While most students are occupied with adjusting to a new semester and campus life at OSU Institute of Technology, a dozen students chose to take time from their schedules and provide community service for Okmulgee residents.
United Way’s Day of Caring is a nationally recognized event that celebrates volunteerism by bringing together teams and organizations to assist with projects that specifically provide a positive impact to the nonprofit community.
Students gathered at the Okmulgee County Homeless Shelter Thrift Store, located in historic downtown Okmulgee, and repainted the exterior wall, giving a much-needed fresh look to the building.
Hailey Eatherly, a culinary student at OSUIT and member of the Future Chefs Association, is from Okmulgee and said she was blessed to be able to provide service to her hometown.
“Anything I can do to help highlight this town and improve it for the betterment of the community,” said Eatherly. “Having grown up in the housing addition across the street from OSUIT, I idolized this campus and feel proud to now be a student of this facility. Getting to represent OSUIT was very important to me.”
Brenda Brewer, executive director of the Okmulgee County Homeless Shelter, organized the event and praised the younger generations represented for their selflessness.
“We hear so much negativity when it comes to younger generations,” said Brewer. “But right here, it shows we are doing something right. These students didn’t have to come out here in the heat.”
“They are all so polite and willing to help, “she added, “This is a great group of kids.”

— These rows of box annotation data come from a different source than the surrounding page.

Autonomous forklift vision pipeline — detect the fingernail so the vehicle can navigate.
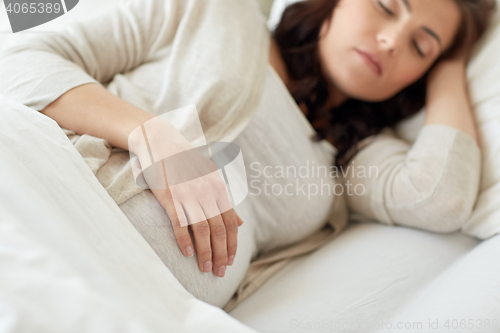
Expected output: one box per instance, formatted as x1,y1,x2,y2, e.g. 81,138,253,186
204,261,212,273
219,266,226,277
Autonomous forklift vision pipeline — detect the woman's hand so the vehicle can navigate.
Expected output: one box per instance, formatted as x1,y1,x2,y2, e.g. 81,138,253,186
425,42,480,146
129,117,243,277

Brewer said that when the former thrift store was destroyed by fire a few years ago, it took some time to relocate. Now located at 222 E. 6th St., the former site of a popular furniture store, they are now open and running efficiently.
“I cannot express enough of the gratitude that this community comes together to help each other,” said Brewer.
Jess Winstead, also an OSUIT culinary student and member of FCA said her inspiration for community service came from her mother.
“Back home my mother helped out the Dallas Street Choir,” she said. “It was a choir for homeless people that loved to sing and just wanted to be a part of something. She has always helped others and when Chef Becca Johnston said they still needed volunteers I raised my hand without hesitation.”
Winstead said after the project was completed at the thrift store, she immediately went back to campus and signed up for FCA.
“Knowing that there are future opportunities like this, it will also help me with my career path,” said Winstead.